[Techtalk] Programming languages for women
jenn at anthill.echidna.id.au
Mon Mar 4 09:24:09 EST 2002
On Mon, 2002-03-04 at 06:52, jennyw wrote:
> On the topic of getting more women involved in open source, are there
> languages that are more woman-friendly than others?
My initial response to this was 'what can she mean?'
> Since the number of
> women are in decline in programming, this may need to include current
> non-programmers and beginning programmers. Technical issues aren't the only
> consideration, though.
I can't think of -any- technical considerations, so if you can, please
enlighten me. :)
> Programming languages tend to have cultures
> associated with them. The culture of C++ programmers I experienced wasn't
> particular woman-friendly (actually, it was kind of woman-hostile -- lots of
> boys with big egos and rampant sexism).

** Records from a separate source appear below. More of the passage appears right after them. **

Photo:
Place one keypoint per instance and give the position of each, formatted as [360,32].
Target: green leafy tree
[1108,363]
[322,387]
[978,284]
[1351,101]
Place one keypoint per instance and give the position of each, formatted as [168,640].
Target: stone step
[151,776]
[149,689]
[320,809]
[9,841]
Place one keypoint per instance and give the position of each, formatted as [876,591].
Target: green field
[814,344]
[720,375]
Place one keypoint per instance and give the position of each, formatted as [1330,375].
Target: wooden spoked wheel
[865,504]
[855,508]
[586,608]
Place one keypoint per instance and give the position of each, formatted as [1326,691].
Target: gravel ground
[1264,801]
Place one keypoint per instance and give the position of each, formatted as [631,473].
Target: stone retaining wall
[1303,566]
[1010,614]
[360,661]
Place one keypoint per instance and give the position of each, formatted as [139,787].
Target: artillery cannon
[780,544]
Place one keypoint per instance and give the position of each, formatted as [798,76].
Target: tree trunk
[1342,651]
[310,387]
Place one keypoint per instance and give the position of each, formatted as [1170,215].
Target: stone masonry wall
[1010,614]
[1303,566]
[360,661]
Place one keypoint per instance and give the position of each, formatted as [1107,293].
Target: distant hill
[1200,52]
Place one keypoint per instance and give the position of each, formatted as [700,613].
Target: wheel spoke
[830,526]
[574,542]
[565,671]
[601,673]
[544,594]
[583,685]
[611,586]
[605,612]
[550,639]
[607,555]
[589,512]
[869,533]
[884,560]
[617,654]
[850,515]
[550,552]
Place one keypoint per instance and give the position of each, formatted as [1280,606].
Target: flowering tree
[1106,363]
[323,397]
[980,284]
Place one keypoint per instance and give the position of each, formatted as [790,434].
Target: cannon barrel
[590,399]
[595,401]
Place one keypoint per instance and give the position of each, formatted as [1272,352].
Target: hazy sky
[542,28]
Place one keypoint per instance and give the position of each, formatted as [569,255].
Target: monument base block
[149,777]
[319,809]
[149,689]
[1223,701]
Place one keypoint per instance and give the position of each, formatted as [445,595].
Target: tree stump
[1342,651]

This makes more sense to me.
However, I learned programming in the era before the 'net was really
available to home users, and it just doesn't -occur- to me to ask for
help, or find online communities. Any time I'm learning a language, it's
just me and a book and a compiler. I don't think I've ever been part of
-any- language community.
(It also doesn't occur to me to join communities for software I use.
Dancer basically pushed me at Linuxchix. I'm still not a member of Linux
Users Victoria, I write about CVS and Squid and make and haven't so much
as read the mailing list archives, much less joined the lists....)
So I'm afraid I can't answer this one at all.
"Do you ever wonder if there's a whole section of geek culture
you miss out on by being a geek?" - Dancer.